Not as I was looking down and seeing what I was seeing.

“Trav,” August said, squatting down in front of me, his hand grabbing the wrist of my hand holding the bracelet. “What is it? What does this mean?”

It meant a lot.

A fuckuva lot.

It meant my father wasn’t the only one betrayed.

It meant I was a terrible judge of character.

It meant I’d been swallowing lies spoon fed to me for years.

Years.

“Traveler,” August’s voice barked, trying to snap me out of it. “Your father’s life is on the line right now,” he added, and that seemed to penetrate. “What is that? Do you know who it belongs to?”

I did.

God, I wished I didn’t.

I wished it could be anything else but what my mind had settled on.

But I did.

I’d seen that bracelet a hundred times.

A thousand.

More.

Every single goddamned day for years.

“This belongs to Sheryl,” I said, looking down into August’s eyes. “This is her bracelet.”

It had been right there, tightly wrapped around her wrist the last time she handed me cash for her tea. It had been there when I helped her cart her produce out of her trunk to set up her stand at the farmer’s market. It had been there when she stood next to me at the soup kitchen, scooping out meals to the less fortunate. It had been there, patting my hand and telling me I’d made the right decision when I’d told off the developers for the second time.

It had been there, day in and day out, on the wrist of a woman who was a friend.

My only friend.

“Sheryl,” August repeated, mind rolling through the names of people I may have mentioned over our time together. “The farmer?” he asked.

“Yes.”

But… Stan and Sheryl?

They made no sense.

Sheryl with all of her loud, colorful, and gaudy ways. Stan with all of his black and neutral, all of his understated and carefully curated ways.

They didn’t work.

But here it was.

Her bracelet.

Proof that she had been here.

Right?

Wait… no.

It didn’t prove anything, did it?

Just that Stan was in possession of it.

Stan who was clearly more in someone’s pocket than my father could have realized. Stan who was maybe sick of Sheryl sticking her nose in his business, causing problems.

Did Stan have Sheryl too?

Or was she in danger?

“We have to go,” I said, jumping up fast enough that I almost knocked August on his ass before he could react and stand as well.

“Wait, okay,” he said, following behind me as I charged into the hall. “Go where, Trav?” he asked as I stormed through the apartment, then out into the hall.

I didn’t have the patience to wait for the elevator. I took off down the stairs at a dead run.

“To Sheryl’s,” I said, all but rolling my eyes at him. “She might be in danger too,” I told him.

“Let’s stop and think—“

“No,” I said, voice tight. “No. There’s no time to stop and think about anything. My dad is out there. Bleeding. Sheryl clearly has the attention of Stan. We need to be doing something, not thinking.”

I threw myself into the car, slamming the door to cut off any more objections.
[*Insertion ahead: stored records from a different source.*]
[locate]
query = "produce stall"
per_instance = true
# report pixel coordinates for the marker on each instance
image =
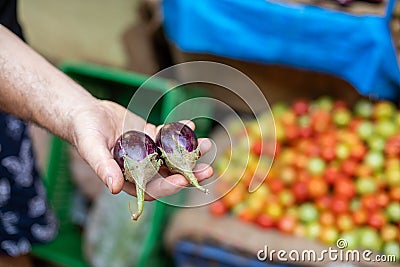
(334, 180)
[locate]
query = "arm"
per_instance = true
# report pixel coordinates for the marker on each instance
(32, 89)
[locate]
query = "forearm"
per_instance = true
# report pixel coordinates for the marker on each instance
(34, 90)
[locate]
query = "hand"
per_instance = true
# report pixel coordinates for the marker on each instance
(95, 130)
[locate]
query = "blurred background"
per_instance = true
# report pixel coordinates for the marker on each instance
(109, 46)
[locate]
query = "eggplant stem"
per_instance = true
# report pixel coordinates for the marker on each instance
(140, 202)
(193, 181)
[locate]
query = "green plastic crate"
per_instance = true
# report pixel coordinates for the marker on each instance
(116, 85)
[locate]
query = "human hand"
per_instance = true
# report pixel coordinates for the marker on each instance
(95, 130)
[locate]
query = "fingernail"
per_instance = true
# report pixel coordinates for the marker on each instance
(109, 183)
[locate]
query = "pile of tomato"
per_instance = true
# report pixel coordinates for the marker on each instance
(335, 174)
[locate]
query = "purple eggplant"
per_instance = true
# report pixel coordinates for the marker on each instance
(137, 156)
(179, 149)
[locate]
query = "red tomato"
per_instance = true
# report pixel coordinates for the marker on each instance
(246, 215)
(377, 219)
(218, 208)
(349, 167)
(275, 184)
(324, 202)
(340, 204)
(321, 121)
(358, 152)
(344, 222)
(383, 199)
(317, 187)
(287, 224)
(328, 153)
(305, 131)
(360, 216)
(369, 202)
(291, 132)
(327, 218)
(332, 173)
(345, 187)
(235, 196)
(364, 170)
(300, 191)
(256, 148)
(265, 221)
(395, 193)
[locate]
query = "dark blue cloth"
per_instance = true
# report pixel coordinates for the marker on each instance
(25, 218)
(356, 48)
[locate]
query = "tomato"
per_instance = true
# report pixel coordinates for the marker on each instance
(275, 210)
(382, 198)
(218, 208)
(344, 222)
(329, 234)
(324, 202)
(235, 196)
(349, 167)
(305, 131)
(300, 191)
(321, 121)
(246, 215)
(364, 170)
(345, 187)
(287, 224)
(340, 205)
(301, 161)
(327, 218)
(275, 185)
(360, 216)
(358, 152)
(377, 219)
(265, 221)
(369, 202)
(395, 193)
(256, 147)
(328, 153)
(317, 187)
(332, 173)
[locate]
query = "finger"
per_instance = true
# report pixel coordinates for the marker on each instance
(205, 145)
(162, 187)
(189, 123)
(102, 162)
(203, 171)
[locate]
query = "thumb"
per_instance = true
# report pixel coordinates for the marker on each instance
(102, 162)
I was rattling off Sheryl’s address as August and Aurelio climbed into their seats, and Milo took off, seeming not to understand that there was any debate about where we were going.

Anything August might have been thinking right then, he kept to himself, and we drove in painful silence back across town, almost to the shop.
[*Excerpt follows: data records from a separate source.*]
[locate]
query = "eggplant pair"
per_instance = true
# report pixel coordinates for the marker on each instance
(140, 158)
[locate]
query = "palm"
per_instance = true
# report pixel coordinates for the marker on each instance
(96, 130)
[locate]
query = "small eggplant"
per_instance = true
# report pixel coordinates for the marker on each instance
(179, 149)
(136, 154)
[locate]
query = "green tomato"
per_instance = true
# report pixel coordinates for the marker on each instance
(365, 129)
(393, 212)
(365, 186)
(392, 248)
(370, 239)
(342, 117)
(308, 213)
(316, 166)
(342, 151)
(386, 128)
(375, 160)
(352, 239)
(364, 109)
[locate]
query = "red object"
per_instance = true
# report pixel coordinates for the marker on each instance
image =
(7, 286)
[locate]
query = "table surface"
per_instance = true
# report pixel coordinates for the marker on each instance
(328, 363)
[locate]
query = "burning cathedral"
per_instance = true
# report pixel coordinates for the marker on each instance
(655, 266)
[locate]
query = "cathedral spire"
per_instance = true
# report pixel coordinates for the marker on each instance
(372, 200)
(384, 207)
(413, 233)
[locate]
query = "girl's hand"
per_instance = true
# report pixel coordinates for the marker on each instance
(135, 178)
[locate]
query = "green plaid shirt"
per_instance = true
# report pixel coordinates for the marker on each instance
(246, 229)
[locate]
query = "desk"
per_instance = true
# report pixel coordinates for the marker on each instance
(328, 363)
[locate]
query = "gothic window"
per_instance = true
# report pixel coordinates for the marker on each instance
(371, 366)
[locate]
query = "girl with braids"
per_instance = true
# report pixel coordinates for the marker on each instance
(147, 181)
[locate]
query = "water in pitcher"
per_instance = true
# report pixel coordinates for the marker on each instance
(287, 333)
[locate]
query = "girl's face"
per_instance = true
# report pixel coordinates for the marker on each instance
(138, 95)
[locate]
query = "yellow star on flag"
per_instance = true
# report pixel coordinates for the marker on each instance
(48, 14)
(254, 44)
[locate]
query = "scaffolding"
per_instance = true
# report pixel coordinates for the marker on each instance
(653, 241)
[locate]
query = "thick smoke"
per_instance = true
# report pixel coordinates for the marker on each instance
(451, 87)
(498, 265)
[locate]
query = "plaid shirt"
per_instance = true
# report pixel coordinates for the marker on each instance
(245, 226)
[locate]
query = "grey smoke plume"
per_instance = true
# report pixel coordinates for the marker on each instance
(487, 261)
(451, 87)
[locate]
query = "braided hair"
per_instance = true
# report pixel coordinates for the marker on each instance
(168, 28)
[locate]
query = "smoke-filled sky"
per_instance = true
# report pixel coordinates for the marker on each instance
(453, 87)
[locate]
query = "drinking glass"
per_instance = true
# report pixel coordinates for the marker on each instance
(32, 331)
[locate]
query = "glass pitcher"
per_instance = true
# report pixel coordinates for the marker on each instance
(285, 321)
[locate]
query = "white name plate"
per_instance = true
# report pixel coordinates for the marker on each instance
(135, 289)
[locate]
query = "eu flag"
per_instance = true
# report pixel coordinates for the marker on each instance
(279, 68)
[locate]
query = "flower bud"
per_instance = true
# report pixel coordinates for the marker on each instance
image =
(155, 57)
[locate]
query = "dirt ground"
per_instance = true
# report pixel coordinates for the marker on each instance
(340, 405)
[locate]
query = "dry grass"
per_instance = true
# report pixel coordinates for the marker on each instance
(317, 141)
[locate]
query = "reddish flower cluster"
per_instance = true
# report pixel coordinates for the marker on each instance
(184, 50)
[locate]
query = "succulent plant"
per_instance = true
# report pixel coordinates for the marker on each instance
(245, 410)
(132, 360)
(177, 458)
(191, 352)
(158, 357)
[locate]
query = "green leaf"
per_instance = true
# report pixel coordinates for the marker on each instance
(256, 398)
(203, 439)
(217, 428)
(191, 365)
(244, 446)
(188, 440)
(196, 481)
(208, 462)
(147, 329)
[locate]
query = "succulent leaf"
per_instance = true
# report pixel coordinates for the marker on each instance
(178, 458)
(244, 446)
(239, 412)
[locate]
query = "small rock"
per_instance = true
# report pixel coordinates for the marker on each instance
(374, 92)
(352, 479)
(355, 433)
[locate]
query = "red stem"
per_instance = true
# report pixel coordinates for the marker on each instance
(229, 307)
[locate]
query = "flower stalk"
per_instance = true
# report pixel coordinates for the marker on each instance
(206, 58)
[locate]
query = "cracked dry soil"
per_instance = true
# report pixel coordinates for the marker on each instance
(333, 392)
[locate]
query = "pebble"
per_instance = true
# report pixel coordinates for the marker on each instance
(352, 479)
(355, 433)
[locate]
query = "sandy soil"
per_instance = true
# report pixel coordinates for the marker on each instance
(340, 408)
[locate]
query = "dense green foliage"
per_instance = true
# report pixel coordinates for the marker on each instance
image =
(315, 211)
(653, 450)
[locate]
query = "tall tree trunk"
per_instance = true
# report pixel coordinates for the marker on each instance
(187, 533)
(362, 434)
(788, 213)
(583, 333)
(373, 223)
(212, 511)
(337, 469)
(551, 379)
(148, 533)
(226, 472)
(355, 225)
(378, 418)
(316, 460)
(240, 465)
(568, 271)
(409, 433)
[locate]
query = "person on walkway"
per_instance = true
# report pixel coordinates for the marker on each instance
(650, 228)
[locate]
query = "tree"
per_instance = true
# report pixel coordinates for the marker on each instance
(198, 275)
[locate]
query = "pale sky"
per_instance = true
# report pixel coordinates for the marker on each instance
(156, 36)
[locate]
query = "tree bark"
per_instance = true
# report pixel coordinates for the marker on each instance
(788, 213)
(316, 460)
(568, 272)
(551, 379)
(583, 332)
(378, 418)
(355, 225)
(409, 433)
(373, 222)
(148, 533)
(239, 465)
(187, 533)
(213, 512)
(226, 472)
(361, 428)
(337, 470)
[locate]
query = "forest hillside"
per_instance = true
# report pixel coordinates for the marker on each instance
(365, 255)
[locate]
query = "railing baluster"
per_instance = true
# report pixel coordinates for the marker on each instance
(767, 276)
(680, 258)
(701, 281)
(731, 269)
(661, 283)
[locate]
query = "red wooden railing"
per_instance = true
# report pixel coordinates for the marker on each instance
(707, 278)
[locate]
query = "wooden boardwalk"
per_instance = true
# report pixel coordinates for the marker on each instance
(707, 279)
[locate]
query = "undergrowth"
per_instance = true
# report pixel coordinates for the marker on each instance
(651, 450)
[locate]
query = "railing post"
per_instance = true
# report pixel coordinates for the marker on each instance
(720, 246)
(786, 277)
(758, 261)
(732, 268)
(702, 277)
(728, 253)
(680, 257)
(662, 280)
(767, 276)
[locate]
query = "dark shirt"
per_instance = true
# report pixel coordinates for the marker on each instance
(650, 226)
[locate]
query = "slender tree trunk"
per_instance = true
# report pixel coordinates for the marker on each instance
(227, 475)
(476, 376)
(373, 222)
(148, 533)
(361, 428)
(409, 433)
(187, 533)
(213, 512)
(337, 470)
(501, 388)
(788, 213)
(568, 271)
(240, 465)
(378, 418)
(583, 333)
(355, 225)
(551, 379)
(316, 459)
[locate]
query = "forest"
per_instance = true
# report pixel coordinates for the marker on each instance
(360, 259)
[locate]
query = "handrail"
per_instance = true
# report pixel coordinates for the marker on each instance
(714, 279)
Where Sheryl’s farmhouse was located on a roomy corner lot with a tall fence to keep anyone from throwing garbage or peeing into her carefully tended flower beds.

I’d been to her farm more times than I could count, had walked the rows of tomato plants that would have been hanging over with the weight of their ripe fruit if not for the pole system she’d set up to keep them upright.
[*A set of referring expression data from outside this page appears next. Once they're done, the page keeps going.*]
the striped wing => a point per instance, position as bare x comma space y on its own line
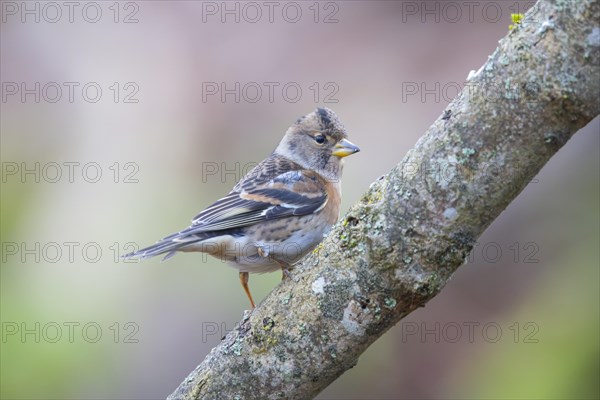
276, 188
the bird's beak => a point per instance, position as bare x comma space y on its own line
344, 148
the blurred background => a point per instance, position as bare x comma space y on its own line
121, 120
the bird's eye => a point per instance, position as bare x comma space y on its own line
319, 138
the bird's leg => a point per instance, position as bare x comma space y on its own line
244, 276
285, 270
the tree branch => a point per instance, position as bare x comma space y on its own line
398, 246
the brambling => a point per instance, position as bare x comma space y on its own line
280, 210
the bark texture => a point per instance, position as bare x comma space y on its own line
398, 246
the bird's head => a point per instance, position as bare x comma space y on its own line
318, 141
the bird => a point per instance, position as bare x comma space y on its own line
279, 211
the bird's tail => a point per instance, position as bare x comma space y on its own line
169, 245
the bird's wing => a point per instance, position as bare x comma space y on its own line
273, 189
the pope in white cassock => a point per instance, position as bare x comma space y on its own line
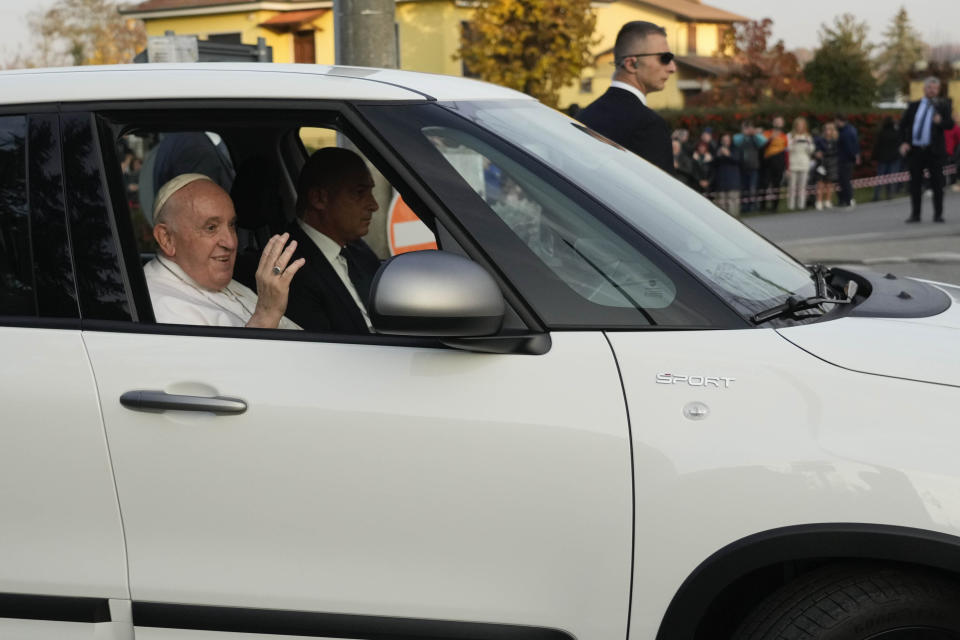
191, 279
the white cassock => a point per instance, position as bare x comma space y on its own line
178, 299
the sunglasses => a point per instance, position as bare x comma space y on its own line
666, 57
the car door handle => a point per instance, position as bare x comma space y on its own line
146, 400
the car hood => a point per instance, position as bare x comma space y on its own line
925, 349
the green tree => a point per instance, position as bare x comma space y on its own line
77, 32
902, 48
758, 71
841, 72
534, 46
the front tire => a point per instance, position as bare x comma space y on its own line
857, 602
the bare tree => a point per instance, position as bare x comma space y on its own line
77, 32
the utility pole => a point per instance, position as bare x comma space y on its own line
365, 33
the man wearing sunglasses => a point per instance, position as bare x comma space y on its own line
644, 64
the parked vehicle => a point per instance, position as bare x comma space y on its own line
602, 409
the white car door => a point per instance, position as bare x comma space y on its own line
370, 483
62, 564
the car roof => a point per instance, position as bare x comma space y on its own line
237, 81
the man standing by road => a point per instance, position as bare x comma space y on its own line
848, 155
921, 129
644, 64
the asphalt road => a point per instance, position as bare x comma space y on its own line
873, 235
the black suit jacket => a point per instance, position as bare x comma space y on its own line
318, 299
937, 142
620, 116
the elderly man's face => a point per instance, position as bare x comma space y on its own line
203, 234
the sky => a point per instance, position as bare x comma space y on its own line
795, 21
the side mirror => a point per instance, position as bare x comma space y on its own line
435, 293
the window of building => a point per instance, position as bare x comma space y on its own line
225, 38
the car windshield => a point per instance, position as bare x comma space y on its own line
750, 273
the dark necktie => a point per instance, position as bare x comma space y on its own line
361, 284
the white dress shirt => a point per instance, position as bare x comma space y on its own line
921, 123
331, 251
632, 89
178, 299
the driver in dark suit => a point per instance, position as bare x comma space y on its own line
921, 129
644, 64
335, 205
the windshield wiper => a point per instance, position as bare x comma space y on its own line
819, 273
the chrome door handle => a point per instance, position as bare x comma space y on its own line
146, 400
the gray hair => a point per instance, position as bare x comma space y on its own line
161, 212
630, 34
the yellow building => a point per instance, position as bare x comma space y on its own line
429, 35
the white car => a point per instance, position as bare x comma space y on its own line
603, 409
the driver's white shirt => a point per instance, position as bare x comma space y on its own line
178, 299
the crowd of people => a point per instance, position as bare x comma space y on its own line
755, 168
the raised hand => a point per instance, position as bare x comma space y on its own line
274, 274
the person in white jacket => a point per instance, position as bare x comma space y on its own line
800, 148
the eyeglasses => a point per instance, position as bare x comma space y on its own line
666, 57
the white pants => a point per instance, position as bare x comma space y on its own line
797, 189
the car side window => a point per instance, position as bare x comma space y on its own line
16, 273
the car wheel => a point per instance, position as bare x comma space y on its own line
856, 602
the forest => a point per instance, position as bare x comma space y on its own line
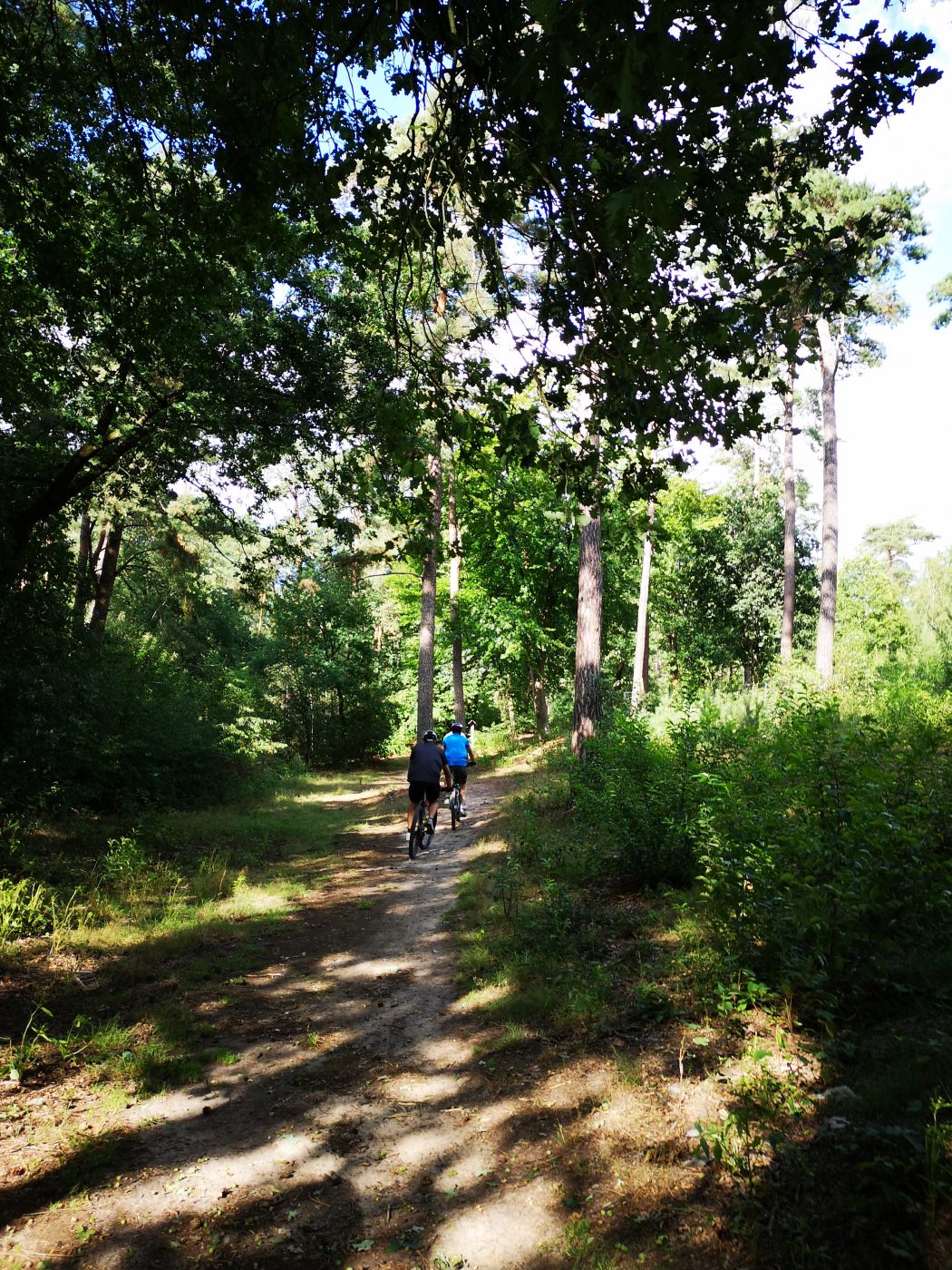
367, 368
I’d run my hands over the tops of the herb beds, my hand coming away smelling of dill and basil and rosemary.

I’d knelt down beside her at night with headlamps on, both of us picking off hornworms before they destroyed her crop. I’d pulled weeds and picked beans and helped her haul dirt after she’d come into the shop with an elastic bandage wrapped around her head from some mishap or another.